DIFFERENTIAL DIAGNOSES (See Rubric) include ICD-10 Codes and Evidence- Based Rationale (20 points)

  • Identify 3 considered differential diagnoses. DDx are related to the chief complaint. Include the Most LIKELY diagnosis/diagnoses in your differential. Order your differential to reflect the most likely or more serious first. Provide a brief rationale for each differential diagnosis (3-4 sentences) – rationale should provide data that support your differential diagnoses presentation, PE finding and/or lab/diagnostic test results that make it similar to the diagnosis and explain the difference between the differential and working diagnoses and/or the laboratory/diagnostic tests that would make the diagnosis. Explain what makes it likely and what makes it less likely. Cite.
  • Briefly discuss the rationale of the plan. Provide clinical guidelines used to support the plan, cite.

HERE IS THE PATIENT THE NOTE IS BASED ON WITH ID# 260130190453

Pt is here today with c/o urinary symptoms.

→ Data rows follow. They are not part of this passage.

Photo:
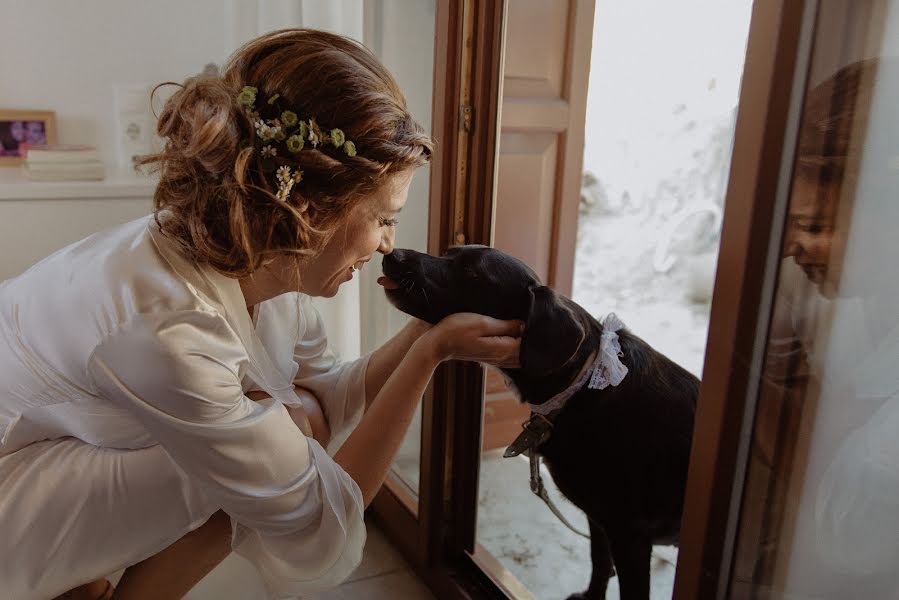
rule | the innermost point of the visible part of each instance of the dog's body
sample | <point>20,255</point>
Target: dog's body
<point>621,453</point>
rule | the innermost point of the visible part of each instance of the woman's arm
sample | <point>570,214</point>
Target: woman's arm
<point>385,360</point>
<point>368,452</point>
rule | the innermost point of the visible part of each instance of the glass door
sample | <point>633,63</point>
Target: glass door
<point>795,482</point>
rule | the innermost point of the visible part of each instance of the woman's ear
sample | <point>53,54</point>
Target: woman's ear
<point>552,334</point>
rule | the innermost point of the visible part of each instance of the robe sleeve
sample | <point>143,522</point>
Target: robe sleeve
<point>297,516</point>
<point>339,386</point>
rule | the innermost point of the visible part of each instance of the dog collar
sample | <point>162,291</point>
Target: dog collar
<point>603,369</point>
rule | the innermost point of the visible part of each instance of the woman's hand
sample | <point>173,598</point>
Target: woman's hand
<point>469,336</point>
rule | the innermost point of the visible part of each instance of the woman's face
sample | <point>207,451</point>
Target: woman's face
<point>810,234</point>
<point>369,228</point>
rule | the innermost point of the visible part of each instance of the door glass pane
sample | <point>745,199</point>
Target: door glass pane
<point>659,130</point>
<point>401,34</point>
<point>820,511</point>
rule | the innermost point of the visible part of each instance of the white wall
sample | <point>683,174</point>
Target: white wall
<point>70,54</point>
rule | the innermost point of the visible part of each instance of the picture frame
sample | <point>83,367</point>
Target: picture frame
<point>19,128</point>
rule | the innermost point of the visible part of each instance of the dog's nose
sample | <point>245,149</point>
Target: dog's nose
<point>397,256</point>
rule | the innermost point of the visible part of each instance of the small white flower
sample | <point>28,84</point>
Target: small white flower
<point>284,189</point>
<point>312,136</point>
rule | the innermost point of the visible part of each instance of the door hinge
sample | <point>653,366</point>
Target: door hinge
<point>466,117</point>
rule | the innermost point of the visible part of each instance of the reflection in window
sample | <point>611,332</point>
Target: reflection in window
<point>820,513</point>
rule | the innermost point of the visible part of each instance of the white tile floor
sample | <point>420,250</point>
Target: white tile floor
<point>382,575</point>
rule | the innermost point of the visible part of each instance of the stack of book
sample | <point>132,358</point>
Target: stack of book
<point>62,162</point>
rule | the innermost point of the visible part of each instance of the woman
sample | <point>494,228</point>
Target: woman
<point>158,377</point>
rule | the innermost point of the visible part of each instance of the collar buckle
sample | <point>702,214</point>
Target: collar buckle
<point>535,432</point>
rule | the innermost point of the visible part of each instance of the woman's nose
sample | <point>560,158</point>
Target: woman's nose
<point>792,247</point>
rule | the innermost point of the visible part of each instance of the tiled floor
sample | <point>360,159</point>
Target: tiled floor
<point>382,575</point>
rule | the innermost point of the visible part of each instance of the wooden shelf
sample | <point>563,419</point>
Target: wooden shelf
<point>119,183</point>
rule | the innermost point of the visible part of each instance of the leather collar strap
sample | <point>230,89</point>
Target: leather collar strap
<point>535,432</point>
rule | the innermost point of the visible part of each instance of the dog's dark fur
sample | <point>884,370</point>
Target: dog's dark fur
<point>620,454</point>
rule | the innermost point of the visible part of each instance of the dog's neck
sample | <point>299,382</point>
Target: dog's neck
<point>537,390</point>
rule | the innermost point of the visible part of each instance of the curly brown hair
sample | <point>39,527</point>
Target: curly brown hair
<point>218,200</point>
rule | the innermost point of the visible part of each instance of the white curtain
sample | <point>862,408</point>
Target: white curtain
<point>245,20</point>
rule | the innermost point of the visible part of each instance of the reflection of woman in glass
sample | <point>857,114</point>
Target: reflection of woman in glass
<point>834,348</point>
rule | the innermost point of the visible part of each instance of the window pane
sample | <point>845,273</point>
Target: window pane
<point>820,512</point>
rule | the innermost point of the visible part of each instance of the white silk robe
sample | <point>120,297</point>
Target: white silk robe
<point>124,424</point>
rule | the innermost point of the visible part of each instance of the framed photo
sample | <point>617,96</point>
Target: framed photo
<point>19,128</point>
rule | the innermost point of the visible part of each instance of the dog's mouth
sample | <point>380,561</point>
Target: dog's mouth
<point>387,283</point>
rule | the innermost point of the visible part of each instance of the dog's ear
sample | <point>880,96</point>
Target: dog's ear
<point>551,335</point>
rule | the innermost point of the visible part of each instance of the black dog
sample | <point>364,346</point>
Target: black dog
<point>620,454</point>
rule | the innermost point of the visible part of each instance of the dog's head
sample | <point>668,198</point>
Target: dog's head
<point>483,280</point>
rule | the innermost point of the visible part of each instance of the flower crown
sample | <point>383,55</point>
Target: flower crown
<point>290,134</point>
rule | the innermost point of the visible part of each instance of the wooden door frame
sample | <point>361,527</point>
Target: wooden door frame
<point>467,89</point>
<point>777,61</point>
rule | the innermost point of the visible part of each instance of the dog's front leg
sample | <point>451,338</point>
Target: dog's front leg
<point>602,565</point>
<point>631,551</point>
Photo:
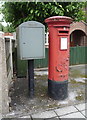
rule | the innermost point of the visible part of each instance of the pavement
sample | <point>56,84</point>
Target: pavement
<point>75,111</point>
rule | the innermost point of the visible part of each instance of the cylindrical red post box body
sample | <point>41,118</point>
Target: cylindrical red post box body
<point>58,68</point>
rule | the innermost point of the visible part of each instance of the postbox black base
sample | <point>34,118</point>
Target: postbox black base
<point>58,90</point>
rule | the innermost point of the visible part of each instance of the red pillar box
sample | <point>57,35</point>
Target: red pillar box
<point>58,68</point>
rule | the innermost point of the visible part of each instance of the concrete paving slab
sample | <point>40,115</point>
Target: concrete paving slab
<point>52,118</point>
<point>84,112</point>
<point>27,116</point>
<point>65,110</point>
<point>46,114</point>
<point>73,115</point>
<point>80,106</point>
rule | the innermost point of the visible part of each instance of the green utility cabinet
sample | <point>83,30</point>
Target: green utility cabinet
<point>31,40</point>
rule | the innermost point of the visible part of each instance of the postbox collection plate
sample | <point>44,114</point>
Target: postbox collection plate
<point>63,43</point>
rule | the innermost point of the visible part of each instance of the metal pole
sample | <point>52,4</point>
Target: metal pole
<point>31,78</point>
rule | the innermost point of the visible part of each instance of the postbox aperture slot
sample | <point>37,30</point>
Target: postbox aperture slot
<point>63,43</point>
<point>65,32</point>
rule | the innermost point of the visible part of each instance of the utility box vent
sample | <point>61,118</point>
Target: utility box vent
<point>31,40</point>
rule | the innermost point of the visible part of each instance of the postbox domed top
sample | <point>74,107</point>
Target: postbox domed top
<point>59,18</point>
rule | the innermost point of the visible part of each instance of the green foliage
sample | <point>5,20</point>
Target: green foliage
<point>9,28</point>
<point>18,12</point>
<point>1,27</point>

This is a 29-year-old woman who presents with a 2-day history of dysuria, urinary frequency, and urgency. She reports a burning sensation with urination and suprapubic discomfort. She denies flank pain, fever, chills, nausea, vomiting, vaginal discharge, or hematuria. No recent history of UTIs. No concern for STI at this time.

Medications: None

PE:

Vitals: Temp 98.6F BP 116/74 HR 82 RR 16 SpO2 99% RA

General: Well appearing female, in no acute distress

Cardiac: Regular rate and rhythm. No murmurs

Respiratory: Lungs clear to auscultation bilaterally

Abdomen: Soft, non-distended. Mild suprapubic tenderness. No CVA tenderness bilaterally

Impression: Acute uncomplicated urinary tract infection N39.0

Plan: Nitrofurantoin (Macrobid) 100 mg, 1 capsule PO BID x 5 days, Urine culture obtained and sent; will adjust antibiotics if indicated based on results, Increase oral fluids, Educated patient on UTI prevention measures, Advised to return to office or call for fever, flank pain, worsening symptoms, or no improvement, F/U 1 week with lab revieww.